Im Braunkohlebergbau arbeiteten 2018 noch gerade mal 20.000 Menschen, inklusive derer, die mit der Rekultivierung ehemaliger Braunkohlereviere befasst sind. Das entspricht 2 Prozent aller lokalen Arbeitsplätze in der Lausitz, 1,2 Prozent derer am Rhein und unter 0,3 Prozent in den anderen Revieren. In der Steinkohleverbrennung gibt es noch knapp 6.000 Beschäftigte; insgesamt keine 0,1 Prozent aller deutschen Beschäftigten, die Hälfte davon sind über 50 Jahre alt. Die Bezahlung in der Branche ist überdurchschnittlich, ebenso die Qualifikationen, insbesondere im MINT-Bereich (Mathematik, Informatik, Naturwissenschaft, Technik); es bestehen somit gute Chancen auf dem Arbeitsmarkt. Die mit Kultur und Tradition begründete Forderung, kein Kumpel dürfe ins Bergfreie fallen – während gleichzeitig frei werdende Stellen kontinuierlich nachbesetzt werden –, ist vorgeschoben, um überholte, nicht wettbewerbsfähige Geschäftsmodelle, die überdies auf Kosten der Umwelt agieren, so lang wie möglich aufrechtzuerhalten. Von den vielen Milliarden an Subventionen könnte man problemlos alle Betroffenen bei vollem Gehalt heimschicken und stattdessen die Erneuerbaren fördern. Rein rechnerisch könnte man jedem Kumpel sogar eine Million Euro schenken mit der Auflage, sie zu Hause in erneuerbare Technologien oder Speicher zu investieren. Das wäre ein prima Konversionsprogramm, für alle wäre gesorgt und die volkswirtschaftlichen Kosten wären niedriger als die Subventionskosten der Braunkohlewirtschaft in nur einem Jahr.
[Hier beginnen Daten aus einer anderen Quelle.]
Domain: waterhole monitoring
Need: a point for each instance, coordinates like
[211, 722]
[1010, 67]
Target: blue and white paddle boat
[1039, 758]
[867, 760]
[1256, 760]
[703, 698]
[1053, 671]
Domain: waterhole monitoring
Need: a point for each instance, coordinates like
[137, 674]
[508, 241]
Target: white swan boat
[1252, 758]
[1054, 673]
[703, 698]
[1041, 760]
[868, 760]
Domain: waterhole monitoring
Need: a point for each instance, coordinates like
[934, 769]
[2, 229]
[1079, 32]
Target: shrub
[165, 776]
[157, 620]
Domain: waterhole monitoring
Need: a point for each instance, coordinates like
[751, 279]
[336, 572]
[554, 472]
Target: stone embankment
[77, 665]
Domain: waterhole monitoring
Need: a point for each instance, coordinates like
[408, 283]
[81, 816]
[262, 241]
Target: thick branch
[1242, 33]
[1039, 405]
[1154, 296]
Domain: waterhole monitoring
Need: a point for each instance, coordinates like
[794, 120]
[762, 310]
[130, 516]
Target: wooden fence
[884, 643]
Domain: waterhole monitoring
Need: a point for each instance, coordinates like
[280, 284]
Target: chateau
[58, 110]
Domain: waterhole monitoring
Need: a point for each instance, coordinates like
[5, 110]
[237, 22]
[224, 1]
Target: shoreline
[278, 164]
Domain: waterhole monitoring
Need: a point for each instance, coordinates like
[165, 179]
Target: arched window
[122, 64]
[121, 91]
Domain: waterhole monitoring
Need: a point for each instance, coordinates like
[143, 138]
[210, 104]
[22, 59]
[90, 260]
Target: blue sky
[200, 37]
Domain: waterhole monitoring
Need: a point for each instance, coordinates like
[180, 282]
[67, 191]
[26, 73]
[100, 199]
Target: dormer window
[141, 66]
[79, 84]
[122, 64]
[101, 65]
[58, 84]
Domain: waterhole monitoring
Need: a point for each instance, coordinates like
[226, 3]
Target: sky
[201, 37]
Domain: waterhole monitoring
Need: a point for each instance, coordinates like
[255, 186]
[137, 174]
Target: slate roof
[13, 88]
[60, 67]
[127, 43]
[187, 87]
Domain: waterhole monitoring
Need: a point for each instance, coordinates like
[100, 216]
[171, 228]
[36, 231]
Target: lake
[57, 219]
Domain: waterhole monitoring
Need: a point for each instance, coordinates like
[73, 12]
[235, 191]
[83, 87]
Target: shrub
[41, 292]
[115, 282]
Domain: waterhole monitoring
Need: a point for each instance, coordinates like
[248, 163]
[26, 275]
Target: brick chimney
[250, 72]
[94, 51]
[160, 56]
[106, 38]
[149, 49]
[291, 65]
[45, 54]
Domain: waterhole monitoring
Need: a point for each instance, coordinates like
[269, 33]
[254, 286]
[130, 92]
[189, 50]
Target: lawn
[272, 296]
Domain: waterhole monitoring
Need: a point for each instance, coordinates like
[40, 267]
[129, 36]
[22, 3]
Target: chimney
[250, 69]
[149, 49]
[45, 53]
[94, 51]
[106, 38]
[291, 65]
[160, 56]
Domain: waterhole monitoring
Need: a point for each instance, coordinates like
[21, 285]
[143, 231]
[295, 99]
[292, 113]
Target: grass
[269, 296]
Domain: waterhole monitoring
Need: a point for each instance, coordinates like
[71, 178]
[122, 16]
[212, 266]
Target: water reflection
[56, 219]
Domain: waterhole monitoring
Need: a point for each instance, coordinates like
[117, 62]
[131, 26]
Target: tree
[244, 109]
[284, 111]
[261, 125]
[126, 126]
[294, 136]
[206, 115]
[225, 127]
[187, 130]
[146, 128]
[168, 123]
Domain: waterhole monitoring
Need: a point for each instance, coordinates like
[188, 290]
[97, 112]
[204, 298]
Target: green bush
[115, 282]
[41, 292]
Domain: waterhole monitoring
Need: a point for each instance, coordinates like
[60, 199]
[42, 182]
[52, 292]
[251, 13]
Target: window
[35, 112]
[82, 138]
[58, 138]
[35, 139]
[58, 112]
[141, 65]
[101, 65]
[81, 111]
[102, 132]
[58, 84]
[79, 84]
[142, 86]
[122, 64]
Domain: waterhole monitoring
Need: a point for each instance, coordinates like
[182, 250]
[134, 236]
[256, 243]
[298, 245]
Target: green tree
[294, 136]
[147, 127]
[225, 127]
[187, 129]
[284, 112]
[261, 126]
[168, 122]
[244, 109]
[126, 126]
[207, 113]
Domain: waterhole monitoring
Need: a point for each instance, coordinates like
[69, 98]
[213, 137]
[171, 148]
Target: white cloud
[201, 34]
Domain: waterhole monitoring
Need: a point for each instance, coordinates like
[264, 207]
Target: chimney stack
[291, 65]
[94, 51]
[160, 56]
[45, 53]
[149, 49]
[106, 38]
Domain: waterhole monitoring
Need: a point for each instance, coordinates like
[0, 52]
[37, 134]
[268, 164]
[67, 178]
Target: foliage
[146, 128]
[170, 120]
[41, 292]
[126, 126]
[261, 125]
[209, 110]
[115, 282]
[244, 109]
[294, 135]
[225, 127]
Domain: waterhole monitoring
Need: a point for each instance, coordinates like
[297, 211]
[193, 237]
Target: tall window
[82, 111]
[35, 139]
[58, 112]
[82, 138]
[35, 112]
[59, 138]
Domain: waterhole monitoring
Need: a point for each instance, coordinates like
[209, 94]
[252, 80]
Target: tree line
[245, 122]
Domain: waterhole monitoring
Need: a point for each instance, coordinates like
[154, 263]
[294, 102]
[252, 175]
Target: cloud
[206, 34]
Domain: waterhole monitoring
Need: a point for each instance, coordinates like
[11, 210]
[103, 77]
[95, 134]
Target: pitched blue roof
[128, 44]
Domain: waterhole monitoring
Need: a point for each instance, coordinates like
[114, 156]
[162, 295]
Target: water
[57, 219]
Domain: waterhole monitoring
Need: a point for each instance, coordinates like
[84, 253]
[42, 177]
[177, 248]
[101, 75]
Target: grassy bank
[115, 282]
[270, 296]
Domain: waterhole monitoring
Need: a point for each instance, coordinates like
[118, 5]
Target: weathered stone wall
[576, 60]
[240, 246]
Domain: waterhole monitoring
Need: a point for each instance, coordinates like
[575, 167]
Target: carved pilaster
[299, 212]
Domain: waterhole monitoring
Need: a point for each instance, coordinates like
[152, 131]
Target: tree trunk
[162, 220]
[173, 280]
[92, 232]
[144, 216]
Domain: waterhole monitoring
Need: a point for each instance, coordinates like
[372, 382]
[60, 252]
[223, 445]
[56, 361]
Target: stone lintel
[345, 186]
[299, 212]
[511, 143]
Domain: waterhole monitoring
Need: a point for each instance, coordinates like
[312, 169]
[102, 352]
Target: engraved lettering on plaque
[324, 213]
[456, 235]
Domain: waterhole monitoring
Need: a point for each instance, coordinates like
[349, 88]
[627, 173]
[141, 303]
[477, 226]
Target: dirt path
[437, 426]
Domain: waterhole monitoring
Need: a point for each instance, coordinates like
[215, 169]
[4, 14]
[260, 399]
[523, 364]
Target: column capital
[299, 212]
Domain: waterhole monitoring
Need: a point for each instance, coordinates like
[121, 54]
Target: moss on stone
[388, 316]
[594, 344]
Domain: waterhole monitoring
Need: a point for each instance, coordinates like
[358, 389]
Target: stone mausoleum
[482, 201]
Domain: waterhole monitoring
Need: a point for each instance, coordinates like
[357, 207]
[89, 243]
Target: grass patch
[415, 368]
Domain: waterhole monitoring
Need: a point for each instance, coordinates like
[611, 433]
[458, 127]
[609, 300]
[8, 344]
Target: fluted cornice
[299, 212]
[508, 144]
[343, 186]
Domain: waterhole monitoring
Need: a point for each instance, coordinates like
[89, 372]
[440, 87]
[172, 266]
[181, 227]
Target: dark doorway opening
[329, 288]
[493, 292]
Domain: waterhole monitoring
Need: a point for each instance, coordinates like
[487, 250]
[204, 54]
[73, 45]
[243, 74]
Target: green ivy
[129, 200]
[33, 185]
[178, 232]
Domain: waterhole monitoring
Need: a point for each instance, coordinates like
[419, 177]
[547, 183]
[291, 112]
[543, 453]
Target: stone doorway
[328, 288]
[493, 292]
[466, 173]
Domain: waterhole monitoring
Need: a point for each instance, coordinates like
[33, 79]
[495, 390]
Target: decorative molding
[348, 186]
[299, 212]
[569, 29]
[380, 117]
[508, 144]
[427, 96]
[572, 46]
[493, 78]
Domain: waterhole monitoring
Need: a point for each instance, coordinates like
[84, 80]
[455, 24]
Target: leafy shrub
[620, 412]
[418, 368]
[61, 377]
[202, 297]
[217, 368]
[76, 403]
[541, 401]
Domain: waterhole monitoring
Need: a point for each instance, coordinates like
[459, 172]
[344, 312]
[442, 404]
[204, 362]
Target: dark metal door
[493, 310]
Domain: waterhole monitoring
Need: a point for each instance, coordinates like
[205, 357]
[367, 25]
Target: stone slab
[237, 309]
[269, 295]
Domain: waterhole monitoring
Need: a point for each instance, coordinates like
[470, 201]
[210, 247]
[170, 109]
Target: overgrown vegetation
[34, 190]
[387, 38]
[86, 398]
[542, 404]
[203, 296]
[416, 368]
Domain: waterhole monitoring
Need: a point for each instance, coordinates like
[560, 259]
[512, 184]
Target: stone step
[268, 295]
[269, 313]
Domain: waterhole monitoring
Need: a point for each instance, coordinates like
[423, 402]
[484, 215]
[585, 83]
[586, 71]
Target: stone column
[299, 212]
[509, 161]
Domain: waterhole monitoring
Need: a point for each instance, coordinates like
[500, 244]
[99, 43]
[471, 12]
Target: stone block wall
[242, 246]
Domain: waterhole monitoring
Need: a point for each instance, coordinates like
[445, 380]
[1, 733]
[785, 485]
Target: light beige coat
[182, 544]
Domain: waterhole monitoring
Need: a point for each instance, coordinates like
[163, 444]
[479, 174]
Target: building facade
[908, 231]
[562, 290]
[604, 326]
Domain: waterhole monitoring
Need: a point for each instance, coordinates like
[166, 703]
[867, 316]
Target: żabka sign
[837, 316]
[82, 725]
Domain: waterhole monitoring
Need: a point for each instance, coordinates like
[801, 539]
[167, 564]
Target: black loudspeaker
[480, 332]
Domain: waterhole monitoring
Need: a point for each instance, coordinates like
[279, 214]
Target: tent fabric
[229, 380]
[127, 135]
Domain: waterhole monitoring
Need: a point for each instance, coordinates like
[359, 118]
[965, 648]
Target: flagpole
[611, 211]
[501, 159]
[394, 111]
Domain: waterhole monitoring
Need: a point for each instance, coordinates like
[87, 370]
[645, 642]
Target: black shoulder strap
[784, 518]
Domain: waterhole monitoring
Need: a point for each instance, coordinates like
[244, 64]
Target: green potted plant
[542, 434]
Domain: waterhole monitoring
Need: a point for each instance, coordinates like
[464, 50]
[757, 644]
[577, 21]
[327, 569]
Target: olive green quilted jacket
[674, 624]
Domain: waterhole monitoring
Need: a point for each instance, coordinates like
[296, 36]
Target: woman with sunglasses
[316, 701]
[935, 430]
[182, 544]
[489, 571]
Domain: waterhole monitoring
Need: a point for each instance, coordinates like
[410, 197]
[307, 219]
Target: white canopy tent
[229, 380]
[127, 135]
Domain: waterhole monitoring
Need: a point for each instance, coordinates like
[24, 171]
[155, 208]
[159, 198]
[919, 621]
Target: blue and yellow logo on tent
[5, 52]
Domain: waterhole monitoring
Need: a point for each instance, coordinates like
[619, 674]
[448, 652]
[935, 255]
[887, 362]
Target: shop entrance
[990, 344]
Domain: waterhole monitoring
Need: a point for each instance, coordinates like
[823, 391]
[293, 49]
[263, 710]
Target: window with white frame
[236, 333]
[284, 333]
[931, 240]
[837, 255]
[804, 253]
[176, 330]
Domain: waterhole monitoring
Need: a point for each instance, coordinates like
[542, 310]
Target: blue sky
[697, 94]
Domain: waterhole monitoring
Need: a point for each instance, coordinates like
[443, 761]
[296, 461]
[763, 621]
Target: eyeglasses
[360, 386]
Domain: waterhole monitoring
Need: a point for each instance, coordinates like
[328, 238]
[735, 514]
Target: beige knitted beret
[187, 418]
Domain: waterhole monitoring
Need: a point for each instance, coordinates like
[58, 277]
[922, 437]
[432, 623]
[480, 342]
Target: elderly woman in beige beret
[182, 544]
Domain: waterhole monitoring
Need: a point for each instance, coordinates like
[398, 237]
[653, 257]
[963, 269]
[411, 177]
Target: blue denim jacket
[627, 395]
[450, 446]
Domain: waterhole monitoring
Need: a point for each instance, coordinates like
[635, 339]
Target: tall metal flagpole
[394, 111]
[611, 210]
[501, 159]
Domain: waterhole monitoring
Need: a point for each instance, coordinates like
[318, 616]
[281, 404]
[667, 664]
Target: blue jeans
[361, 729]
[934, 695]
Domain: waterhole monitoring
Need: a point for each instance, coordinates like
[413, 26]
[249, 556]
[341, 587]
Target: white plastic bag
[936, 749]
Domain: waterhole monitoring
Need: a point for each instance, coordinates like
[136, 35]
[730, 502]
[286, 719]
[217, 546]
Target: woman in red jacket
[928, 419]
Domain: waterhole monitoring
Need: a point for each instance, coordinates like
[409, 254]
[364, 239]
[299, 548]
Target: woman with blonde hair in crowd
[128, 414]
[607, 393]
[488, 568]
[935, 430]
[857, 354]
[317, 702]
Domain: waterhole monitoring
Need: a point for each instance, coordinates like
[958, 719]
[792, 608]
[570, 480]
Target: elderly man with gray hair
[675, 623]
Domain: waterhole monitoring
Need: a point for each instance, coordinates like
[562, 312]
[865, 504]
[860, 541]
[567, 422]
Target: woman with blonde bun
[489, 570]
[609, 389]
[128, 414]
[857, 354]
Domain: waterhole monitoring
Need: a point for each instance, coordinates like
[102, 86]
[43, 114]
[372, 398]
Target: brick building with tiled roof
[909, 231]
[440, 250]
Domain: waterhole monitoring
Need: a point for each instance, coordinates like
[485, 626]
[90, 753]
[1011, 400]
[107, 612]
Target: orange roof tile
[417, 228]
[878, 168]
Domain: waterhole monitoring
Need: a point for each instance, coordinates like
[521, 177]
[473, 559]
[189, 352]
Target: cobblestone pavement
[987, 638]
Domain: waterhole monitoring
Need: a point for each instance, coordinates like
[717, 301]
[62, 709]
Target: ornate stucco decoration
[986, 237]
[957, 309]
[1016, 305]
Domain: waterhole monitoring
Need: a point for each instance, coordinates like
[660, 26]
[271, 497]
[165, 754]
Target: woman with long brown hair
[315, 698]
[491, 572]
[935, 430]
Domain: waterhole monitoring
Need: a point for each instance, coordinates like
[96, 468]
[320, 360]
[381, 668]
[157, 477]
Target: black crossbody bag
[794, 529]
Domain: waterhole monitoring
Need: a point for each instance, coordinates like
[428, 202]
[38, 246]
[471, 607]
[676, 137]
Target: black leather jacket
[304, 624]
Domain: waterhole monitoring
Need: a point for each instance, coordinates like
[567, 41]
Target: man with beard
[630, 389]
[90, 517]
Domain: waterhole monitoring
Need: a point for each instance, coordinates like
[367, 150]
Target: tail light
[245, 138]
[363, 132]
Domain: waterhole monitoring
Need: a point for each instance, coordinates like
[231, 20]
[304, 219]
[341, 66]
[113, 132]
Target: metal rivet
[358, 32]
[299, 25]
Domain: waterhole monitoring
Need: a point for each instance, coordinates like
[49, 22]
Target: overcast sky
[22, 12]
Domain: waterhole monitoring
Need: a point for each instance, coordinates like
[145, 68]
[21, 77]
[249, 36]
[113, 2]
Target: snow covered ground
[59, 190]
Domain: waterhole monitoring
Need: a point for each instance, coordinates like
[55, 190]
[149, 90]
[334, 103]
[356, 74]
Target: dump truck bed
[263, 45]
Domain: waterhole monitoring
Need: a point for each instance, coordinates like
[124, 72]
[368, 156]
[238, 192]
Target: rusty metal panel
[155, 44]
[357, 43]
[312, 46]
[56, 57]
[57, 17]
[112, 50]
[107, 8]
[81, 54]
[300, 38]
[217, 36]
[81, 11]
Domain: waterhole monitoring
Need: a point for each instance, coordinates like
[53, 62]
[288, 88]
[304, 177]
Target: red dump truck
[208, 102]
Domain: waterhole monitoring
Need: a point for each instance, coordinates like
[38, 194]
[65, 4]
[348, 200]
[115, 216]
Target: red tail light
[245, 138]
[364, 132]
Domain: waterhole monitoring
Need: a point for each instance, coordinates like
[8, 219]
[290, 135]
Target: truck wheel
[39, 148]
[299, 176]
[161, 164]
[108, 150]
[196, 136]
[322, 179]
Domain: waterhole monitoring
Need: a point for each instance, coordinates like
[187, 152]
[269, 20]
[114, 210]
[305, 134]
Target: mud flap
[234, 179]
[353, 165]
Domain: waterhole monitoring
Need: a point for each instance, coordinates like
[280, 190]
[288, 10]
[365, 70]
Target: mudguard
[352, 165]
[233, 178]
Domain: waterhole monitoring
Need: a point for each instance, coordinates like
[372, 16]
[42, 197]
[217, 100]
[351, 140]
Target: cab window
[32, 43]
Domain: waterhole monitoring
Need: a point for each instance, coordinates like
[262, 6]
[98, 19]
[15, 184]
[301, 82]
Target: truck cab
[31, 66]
Sozial ist es auch nicht, wenn alle Strombezieher und Steuerzahler jahrzehntelang wesentlich mehr als notwendig für Strom bezahlen und schlechte Luft atmen müssen, um eine einzige Branche vor Wettbewerb zu bewahren. Überdies holt uns das ein. Oder wollen wir mit der knappen Million Menschen in Deutschland, denen mit dem Niedergang des Verbrennungsmotors ein ähnliches Schicksal droht, auch so verfahren, dass der Ausstieg zu einem künstlich subventionierten jahrzehntelangen Sinkflug wird? So viel Geld hat keiner und der bereits fortgeschrittene Klimawandel verkraftet das auch nicht.